Maybe it is the fact, so evident in the recent garda controversies that led to the departure of former Justice Minister Alan Shatter and former Garda Commissioner Martin Callinan, that there is no clear ownership of issues.
Or perhaps, rather frighteningly for such a security sensitive portfolio, that the department has a "poor political antennae for issues with serious potential impact".
There is more.
Toland's eloquent description of the department's "deferential relationship" with the gardai paints a picture of a police force that is practically unanswerable to its seemingly impotent political masters.
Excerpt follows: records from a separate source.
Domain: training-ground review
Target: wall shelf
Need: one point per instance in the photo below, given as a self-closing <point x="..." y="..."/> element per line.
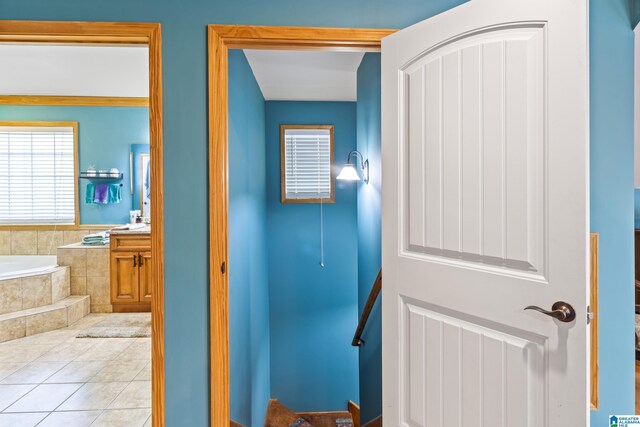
<point x="102" y="177"/>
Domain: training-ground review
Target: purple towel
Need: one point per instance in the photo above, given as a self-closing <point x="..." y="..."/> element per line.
<point x="102" y="193"/>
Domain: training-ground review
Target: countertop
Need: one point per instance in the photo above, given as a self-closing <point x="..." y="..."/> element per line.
<point x="143" y="230"/>
<point x="79" y="245"/>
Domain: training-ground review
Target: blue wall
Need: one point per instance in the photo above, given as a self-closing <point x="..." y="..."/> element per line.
<point x="637" y="207"/>
<point x="314" y="310"/>
<point x="248" y="275"/>
<point x="185" y="164"/>
<point x="612" y="199"/>
<point x="369" y="234"/>
<point x="104" y="138"/>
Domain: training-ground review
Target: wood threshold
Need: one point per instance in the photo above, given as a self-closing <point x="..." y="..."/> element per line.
<point x="141" y="307"/>
<point x="124" y="33"/>
<point x="220" y="39"/>
<point x="74" y="101"/>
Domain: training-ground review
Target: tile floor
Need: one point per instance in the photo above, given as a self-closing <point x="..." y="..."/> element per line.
<point x="54" y="379"/>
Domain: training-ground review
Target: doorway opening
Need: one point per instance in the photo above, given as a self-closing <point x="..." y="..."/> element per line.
<point x="221" y="39"/>
<point x="65" y="331"/>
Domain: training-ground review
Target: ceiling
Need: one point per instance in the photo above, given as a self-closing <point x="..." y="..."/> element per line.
<point x="285" y="75"/>
<point x="74" y="70"/>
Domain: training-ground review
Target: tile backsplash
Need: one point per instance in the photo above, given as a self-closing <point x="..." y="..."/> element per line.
<point x="39" y="242"/>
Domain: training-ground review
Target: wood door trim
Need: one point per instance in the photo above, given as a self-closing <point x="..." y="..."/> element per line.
<point x="124" y="33"/>
<point x="75" y="101"/>
<point x="220" y="39"/>
<point x="593" y="302"/>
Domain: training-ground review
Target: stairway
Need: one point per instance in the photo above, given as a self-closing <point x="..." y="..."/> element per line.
<point x="279" y="415"/>
<point x="39" y="303"/>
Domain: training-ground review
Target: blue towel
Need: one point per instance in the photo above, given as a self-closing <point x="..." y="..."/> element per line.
<point x="91" y="193"/>
<point x="101" y="194"/>
<point x="114" y="193"/>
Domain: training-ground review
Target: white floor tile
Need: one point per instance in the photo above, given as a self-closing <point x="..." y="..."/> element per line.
<point x="21" y="420"/>
<point x="70" y="419"/>
<point x="45" y="397"/>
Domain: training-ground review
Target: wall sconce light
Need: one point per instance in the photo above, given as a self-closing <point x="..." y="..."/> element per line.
<point x="349" y="173"/>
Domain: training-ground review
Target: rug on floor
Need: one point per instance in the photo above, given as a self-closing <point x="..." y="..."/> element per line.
<point x="120" y="325"/>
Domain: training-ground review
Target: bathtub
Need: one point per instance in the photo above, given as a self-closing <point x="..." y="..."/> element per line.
<point x="12" y="266"/>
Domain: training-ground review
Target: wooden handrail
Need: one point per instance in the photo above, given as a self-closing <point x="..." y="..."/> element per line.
<point x="371" y="300"/>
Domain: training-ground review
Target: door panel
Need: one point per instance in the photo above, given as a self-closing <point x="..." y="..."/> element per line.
<point x="485" y="212"/>
<point x="470" y="195"/>
<point x="145" y="277"/>
<point x="466" y="373"/>
<point x="124" y="277"/>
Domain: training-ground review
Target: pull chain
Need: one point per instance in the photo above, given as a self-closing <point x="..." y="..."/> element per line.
<point x="321" y="236"/>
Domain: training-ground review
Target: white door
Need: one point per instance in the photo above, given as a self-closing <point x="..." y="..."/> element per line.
<point x="485" y="212"/>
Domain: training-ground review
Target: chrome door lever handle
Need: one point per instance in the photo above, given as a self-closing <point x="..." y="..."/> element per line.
<point x="560" y="310"/>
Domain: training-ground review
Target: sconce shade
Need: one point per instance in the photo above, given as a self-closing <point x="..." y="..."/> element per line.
<point x="348" y="173"/>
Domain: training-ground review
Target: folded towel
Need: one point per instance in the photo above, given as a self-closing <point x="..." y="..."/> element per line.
<point x="101" y="194"/>
<point x="114" y="193"/>
<point x="96" y="239"/>
<point x="91" y="193"/>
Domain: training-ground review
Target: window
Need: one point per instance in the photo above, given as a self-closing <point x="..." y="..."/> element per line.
<point x="38" y="173"/>
<point x="306" y="156"/>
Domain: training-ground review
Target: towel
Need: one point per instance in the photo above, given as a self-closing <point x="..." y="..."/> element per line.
<point x="101" y="194"/>
<point x="96" y="239"/>
<point x="91" y="193"/>
<point x="114" y="193"/>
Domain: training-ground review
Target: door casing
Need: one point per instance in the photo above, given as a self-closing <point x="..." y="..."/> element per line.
<point x="221" y="38"/>
<point x="149" y="34"/>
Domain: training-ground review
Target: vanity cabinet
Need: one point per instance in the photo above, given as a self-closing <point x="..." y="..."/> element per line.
<point x="130" y="272"/>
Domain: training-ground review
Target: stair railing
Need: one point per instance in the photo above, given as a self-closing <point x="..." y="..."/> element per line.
<point x="371" y="300"/>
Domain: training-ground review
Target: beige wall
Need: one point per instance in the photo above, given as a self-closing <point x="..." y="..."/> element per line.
<point x="38" y="242"/>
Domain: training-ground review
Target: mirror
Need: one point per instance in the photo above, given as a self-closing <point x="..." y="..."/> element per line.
<point x="140" y="171"/>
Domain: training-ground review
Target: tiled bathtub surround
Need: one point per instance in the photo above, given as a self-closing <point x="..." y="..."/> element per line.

Such is the deference, Toland found, that there is "a lack of strategic accountability being brought to bear upon them by the department".
Toland found that the 2005 Garda Siochana Act, the post-Morris Tribunal "watershed" law aimed at overhauling the gardai, has been diluted in its implementation.
The department had adopted what the review describes as "a passive approach", stepping back from taking the opportunity to exercise the necessary power and influence at its disposal to "encourage improvements in management and discipline".
In other words, the review found that the gardai are pretty much a law unto themselves when it comes to political oversight.
Like the report into the handling of allegations of garda malpractice conducted by Senior Counsel Sean Guerin, Toland and his team had little time to conduct the review.
But even with the very real time constraints, Toland – like Guerin – has confirmed many of our suspicions about the operation of the Department of Justice and the culture of secrecy that supports it.
The Toland Review also confirms how blind the Department of Justice became to major issues in the pursuit of key legislative projects – some might say pet projects – pioneered by ministers.
In yet another eloquently phrased section, 'Imbalance between Minister and Management', Toland outlines how the intensive focus at political level on key areas of legal reform meant that other "distinctly critical priorities" – as well as a widening remit – did not get adequate attention.
Indeed, one of the criticisms of Mr Shatter's leadership style was that the prolific legislator and draughtsman was so intent on his legislative agenda, that he kept his eyes off the ball in respect of political hurricanes forming in his midst.
Toland, like Guerin, has uncovered a department that, in many ways, is not fit for purpose.
But how many government departments would survive a similar, cursory review?
Toland is at pains to compliment the professionalism, competence and resilience – as well as high levels of loyalty – of Justice staff to their department, minister and Government.
This is important to note at a time when the civil service is under its own particular strains.
For the review is also a tale of the collapse of the Celtic Tiger, another institution ravaged by what Toland describes as "a real reduction in corporate experience".
Toland outlines how the department, stretched by an ever-increasing workload, new agencies and a heavy burden of legislation, has also been depleted by budgetary cuts, retirements and non-replacement of a number of senior, highly skilled and experienced staff.
The review does not acquit the department of its failings, but it is hard to ignore the consequences – and the very real costs – of rationalising in the wake of the financial crisis.
Justice Minister Frances Fitzgerald has her work cut out for her.
As well as reforming the gardai, she has mere months to address what appears to be decades of secrecy and poor management in the department she has inherited.
It remains to be seen if there is broad political and public support for that mammoth task.